Tudo leva a crer que BIGMAN é um feel good movie clichê que se inicia com um trauma envolvendo uma criança (o que facilmente comove), se desenvolve com a vitória sobre pequenos obstáculos em meio a doces risadas e se encerra com a alegria da superação desse trauma. Porém, este não é um filme de superação, mas de aceitação, não se propondo a aliviar o drama do qual parte.

Dylan e seu amigo Youssef sonham em se tornar jogadores de futebol profissionais. Certo dia, Dylan sofre um acidente e perde a mobilidade das pernas. Enquanto se adapta à nova vida, ele assiste a Youssef se destacando nas partidas e busca diversas formas de prosseguir no sonho.

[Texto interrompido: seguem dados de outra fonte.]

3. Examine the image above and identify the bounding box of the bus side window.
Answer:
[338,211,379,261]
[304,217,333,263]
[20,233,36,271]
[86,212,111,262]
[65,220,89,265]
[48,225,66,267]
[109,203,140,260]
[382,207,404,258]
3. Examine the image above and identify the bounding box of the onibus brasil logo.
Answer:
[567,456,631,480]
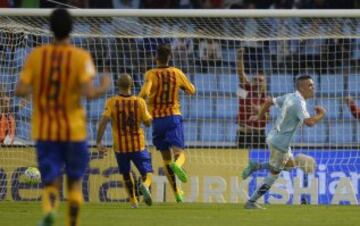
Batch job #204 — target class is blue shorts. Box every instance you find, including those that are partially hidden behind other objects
[115,149,153,176]
[152,115,185,151]
[36,141,89,184]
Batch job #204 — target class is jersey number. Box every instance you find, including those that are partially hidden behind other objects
[119,112,137,133]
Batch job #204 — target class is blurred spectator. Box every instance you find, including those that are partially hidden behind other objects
[237,49,269,148]
[269,0,294,9]
[112,0,140,9]
[171,38,194,72]
[199,39,222,73]
[202,0,224,9]
[89,0,114,9]
[345,96,360,119]
[140,0,178,9]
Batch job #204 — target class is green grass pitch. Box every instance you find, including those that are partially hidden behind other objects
[0,201,360,226]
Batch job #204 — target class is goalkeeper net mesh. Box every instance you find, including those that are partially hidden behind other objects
[0,10,360,203]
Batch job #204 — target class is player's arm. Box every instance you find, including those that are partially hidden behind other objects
[139,72,152,99]
[15,52,35,97]
[237,48,250,88]
[140,99,152,126]
[248,98,276,122]
[96,100,111,152]
[178,70,196,95]
[345,97,360,119]
[79,53,111,99]
[299,106,326,127]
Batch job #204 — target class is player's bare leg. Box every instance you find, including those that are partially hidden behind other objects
[123,173,138,208]
[39,177,62,226]
[161,150,184,202]
[170,146,188,183]
[140,173,152,206]
[66,179,83,226]
[245,168,281,209]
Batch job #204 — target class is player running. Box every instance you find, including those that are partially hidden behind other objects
[139,45,195,202]
[15,9,111,226]
[242,75,325,209]
[96,74,153,208]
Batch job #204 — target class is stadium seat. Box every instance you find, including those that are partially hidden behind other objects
[219,74,239,93]
[270,74,294,95]
[15,119,31,140]
[194,74,218,92]
[302,122,328,144]
[341,99,360,119]
[348,74,360,96]
[184,121,199,141]
[200,121,225,142]
[329,121,354,145]
[355,123,360,144]
[320,74,344,96]
[189,96,214,119]
[317,98,341,120]
[215,97,239,119]
[222,48,236,62]
[224,121,238,145]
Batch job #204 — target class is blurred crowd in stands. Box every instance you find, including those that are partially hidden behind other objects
[0,0,360,9]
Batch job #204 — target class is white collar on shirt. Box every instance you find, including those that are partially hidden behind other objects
[295,90,305,101]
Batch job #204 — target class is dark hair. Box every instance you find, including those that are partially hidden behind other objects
[156,44,171,64]
[50,8,73,40]
[296,74,311,82]
[295,74,312,89]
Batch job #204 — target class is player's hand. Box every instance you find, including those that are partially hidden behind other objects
[344,96,353,105]
[100,74,111,89]
[96,144,107,155]
[248,115,260,122]
[314,105,326,115]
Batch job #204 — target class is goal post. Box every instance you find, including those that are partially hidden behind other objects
[0,9,360,204]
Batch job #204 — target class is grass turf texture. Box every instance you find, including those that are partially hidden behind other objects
[0,201,360,226]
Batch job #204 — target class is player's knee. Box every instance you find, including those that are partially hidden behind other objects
[68,190,83,206]
[122,173,131,181]
[270,166,281,176]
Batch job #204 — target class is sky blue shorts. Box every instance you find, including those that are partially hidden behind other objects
[152,115,185,151]
[36,141,89,185]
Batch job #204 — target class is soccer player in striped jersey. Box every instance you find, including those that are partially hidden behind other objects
[139,45,195,202]
[15,9,111,226]
[96,74,153,208]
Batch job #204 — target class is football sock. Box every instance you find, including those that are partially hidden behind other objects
[258,162,270,170]
[123,174,136,199]
[249,174,279,202]
[164,160,177,193]
[142,173,152,187]
[175,152,185,167]
[66,189,83,226]
[42,185,59,215]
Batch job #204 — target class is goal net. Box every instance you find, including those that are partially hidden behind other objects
[0,9,360,204]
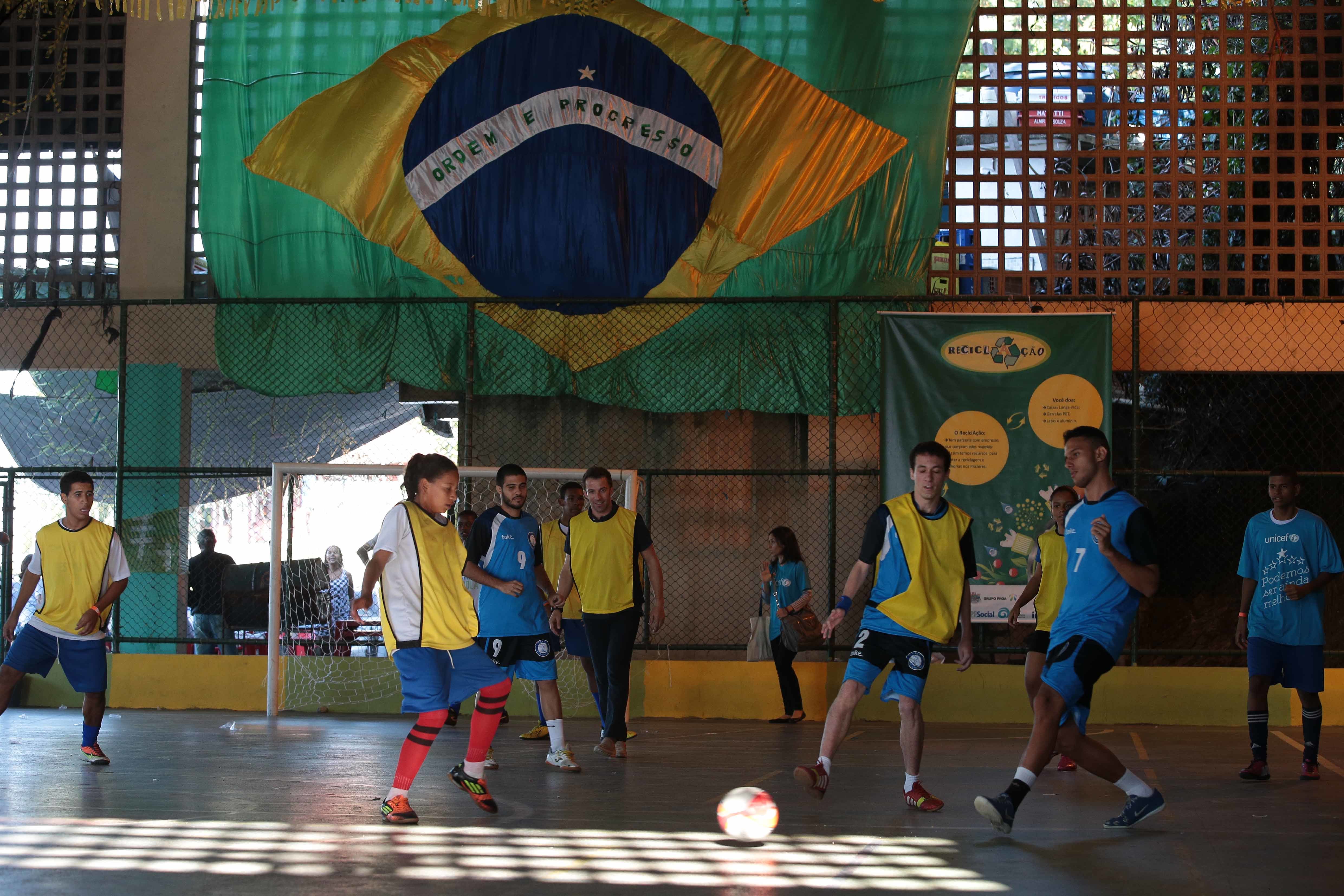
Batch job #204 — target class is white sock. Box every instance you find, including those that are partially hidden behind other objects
[1116,768,1153,797]
[546,719,565,751]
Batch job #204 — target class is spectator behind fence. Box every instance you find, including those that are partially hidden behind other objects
[761,525,812,724]
[187,529,238,657]
[323,544,362,657]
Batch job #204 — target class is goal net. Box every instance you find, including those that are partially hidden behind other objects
[267,464,638,715]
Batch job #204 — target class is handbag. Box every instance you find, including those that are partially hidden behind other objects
[747,596,774,662]
[779,607,825,653]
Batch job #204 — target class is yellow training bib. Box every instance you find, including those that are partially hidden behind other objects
[570,508,640,613]
[874,493,970,643]
[34,520,113,634]
[1035,529,1068,631]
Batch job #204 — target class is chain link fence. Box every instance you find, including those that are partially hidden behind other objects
[0,297,1344,664]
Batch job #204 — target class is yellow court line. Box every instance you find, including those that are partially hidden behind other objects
[1129,731,1148,762]
[1274,731,1344,778]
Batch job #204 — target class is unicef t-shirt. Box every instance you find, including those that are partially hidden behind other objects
[770,560,812,641]
[1236,508,1344,645]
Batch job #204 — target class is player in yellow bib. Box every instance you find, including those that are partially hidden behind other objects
[352,454,512,825]
[1008,485,1078,771]
[519,481,602,740]
[0,470,130,766]
[555,466,664,759]
[793,442,977,811]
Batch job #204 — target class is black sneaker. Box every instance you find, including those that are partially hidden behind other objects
[448,763,500,816]
[976,794,1017,834]
[383,794,419,825]
[1102,790,1167,830]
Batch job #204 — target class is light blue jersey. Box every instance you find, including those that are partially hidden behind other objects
[1236,509,1344,645]
[466,506,551,638]
[769,560,812,641]
[1050,489,1157,658]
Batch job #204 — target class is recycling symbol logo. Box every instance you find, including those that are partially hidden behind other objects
[990,336,1021,367]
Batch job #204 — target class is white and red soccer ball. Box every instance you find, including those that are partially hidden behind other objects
[719,787,779,841]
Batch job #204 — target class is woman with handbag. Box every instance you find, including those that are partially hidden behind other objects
[761,525,812,724]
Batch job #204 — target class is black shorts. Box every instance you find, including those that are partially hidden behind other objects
[476,631,561,666]
[849,629,931,684]
[1027,629,1050,653]
[1040,634,1116,709]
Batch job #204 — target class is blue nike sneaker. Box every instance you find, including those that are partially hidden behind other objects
[976,794,1017,834]
[1102,790,1167,830]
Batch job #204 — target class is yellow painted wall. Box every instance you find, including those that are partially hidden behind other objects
[108,653,266,712]
[10,654,1301,727]
[644,661,1290,725]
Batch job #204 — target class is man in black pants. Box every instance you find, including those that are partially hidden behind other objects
[556,466,664,759]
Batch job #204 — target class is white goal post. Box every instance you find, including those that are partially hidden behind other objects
[266,464,640,716]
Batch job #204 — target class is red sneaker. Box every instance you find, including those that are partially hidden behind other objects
[793,762,831,799]
[906,781,942,811]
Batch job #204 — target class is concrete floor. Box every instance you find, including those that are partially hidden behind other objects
[0,709,1344,896]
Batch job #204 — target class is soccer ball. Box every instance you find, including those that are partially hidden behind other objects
[719,787,779,841]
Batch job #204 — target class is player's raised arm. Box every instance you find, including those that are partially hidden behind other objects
[349,551,393,613]
[1091,508,1162,598]
[4,564,42,643]
[821,560,872,638]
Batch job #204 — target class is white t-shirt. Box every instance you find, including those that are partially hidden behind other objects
[24,520,130,641]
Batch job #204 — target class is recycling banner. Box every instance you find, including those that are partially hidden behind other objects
[880,313,1112,622]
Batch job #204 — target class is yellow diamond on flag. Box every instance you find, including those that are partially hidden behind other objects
[246,0,906,369]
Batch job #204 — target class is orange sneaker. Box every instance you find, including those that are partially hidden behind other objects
[906,781,942,811]
[79,744,112,766]
[448,763,500,816]
[793,762,831,799]
[383,794,419,825]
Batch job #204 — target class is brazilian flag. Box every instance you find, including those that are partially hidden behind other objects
[202,0,973,412]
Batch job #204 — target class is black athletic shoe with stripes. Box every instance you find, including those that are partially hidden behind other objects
[448,763,500,816]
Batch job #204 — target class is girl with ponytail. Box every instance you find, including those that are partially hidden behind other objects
[354,454,509,825]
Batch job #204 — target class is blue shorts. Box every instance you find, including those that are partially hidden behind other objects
[1040,633,1116,733]
[561,619,593,657]
[1246,638,1325,693]
[4,625,108,693]
[844,629,933,703]
[393,646,508,712]
[499,658,555,681]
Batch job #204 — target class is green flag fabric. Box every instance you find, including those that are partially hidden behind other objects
[200,0,974,414]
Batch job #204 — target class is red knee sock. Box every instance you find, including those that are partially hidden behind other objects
[466,680,513,762]
[393,709,448,790]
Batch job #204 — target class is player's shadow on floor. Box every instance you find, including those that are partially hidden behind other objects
[972,827,1175,892]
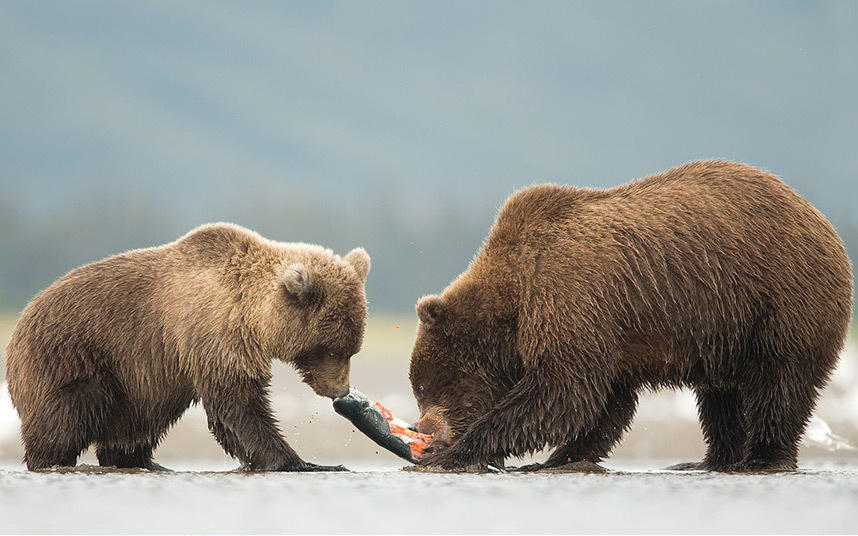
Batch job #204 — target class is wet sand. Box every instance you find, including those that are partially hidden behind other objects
[0,460,858,533]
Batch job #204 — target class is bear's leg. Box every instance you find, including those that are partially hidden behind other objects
[198,373,347,471]
[518,383,638,472]
[95,443,169,471]
[21,381,109,471]
[695,387,745,471]
[741,364,818,471]
[667,386,745,471]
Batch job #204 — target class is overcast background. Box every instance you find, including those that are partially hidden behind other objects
[0,1,858,312]
[0,0,858,468]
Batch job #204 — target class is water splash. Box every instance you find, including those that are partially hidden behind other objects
[802,413,858,452]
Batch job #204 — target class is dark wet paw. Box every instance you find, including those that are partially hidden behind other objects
[536,460,610,474]
[664,462,707,471]
[402,464,492,474]
[728,462,798,474]
[146,462,173,473]
[507,463,544,473]
[295,462,348,473]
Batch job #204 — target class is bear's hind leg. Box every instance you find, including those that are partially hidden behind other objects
[694,386,745,471]
[741,360,818,471]
[95,443,169,471]
[21,381,108,471]
[517,383,638,472]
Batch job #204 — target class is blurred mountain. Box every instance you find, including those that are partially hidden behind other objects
[0,1,858,310]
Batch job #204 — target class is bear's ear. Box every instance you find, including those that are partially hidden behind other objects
[417,296,447,326]
[280,263,316,300]
[343,248,369,281]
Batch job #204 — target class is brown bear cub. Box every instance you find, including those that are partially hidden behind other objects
[410,161,852,471]
[6,224,370,471]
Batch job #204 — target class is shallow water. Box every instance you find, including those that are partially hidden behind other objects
[0,461,858,533]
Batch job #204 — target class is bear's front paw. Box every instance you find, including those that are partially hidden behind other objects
[277,462,348,473]
[415,449,488,473]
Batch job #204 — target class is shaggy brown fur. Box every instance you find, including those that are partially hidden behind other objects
[6,224,369,471]
[411,161,852,470]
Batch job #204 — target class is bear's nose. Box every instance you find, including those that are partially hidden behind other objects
[331,385,349,398]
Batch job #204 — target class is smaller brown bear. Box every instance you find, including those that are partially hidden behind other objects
[6,224,370,471]
[410,161,852,471]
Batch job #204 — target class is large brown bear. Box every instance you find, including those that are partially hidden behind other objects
[410,161,852,471]
[6,224,370,471]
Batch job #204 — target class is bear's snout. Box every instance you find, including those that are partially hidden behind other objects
[410,406,451,444]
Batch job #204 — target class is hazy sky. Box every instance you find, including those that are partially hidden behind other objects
[0,1,858,303]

(© Rinkel Film / Divulgação)

Job Tichelman e Camiel Schouwenaar não escrevem um roteiro que elimina o evento trágico de Dylan, pelo contrário, esse evento se sobrepõe ao garoto a despeito de suas criativas tentativas de voltar a jogar futebol. Ele tenta ser goleiro e afirma que “ainda manda bem”, mas é forçado a perceber que o gol é grande demais para ele em sua nova condição. A cena, por sinal, é um dos melhores momentos da direção de Schouwenaar: após um êxito em uma pequena quadra, a filmagem em plano médio dá a entender que haverá uma repetição, mas um plano aberto escancara a realidade da qual Dylan tanto foge. Todas as suas ideias e tentativas acabam se revelando vãs porque sua criatividade não supera a paraplegia. Ele pode praticar esportes, inclusive futebol, mas não como fazia anteriormente.

Esse choque de realidade imposto ao protagonista se traduz em episódios de insensibilidade desconfortáveis até mesmo o espectador – afinal, não se espera que um médico diga a uma criança naquela situação, de uma forma direta e sem rodeios, que ela nunca mais poderá jogar. Ironicamente, o público precisa aceitar que se trata de uma obra sobre a aceitação, não sobre a vitória em relação a dissabores.

Nesse contexto, há três núcleos com os quais Dylan se relaciona. A escolha de Maik Cillekens para o papel é excelente, pois ele capta a essência da personagem. O primeiro núcleo, então, é a relação de Dylan consigo mesmo. Antes do acidente, ele é uma criança alegre, empolgada e confiante em um futuro como futebolista. Depois, no período inicial de tratamento, prevalece a apatia, que, todavia, se transforma facilmente em esperança em razão do que parece ser uma mínima movimentação nas pernas. Dylan é obstinado e rejeita a nova condição, preferindo o esforço de subir as escadas de casa à adaptação facilitadora promovida pelos pais. Ele se envergonha da nova situação, se escondendo dos amigos no transporte escolar e expulsando Yous por força das consequências do descontrole urinário. O segundo núcleo é justamente o de Youssef (Anouar Kasmi, também boa escolha), com quem a relação com Dylan não é unidirecional. Quanto mais a situação parece definitiva, mais afastados eles ficam, até surgir um esboço de inimizade, fruto da infantilidade de ambos (o protagonista chega a ficar com ciúmes do pai). Não há desenvolvimento da relação de Dylan com a mãe, porém com seu pai a ambiguidade das suas interações (enquanto pai e enquanto técnico) dá ensejo a atritos.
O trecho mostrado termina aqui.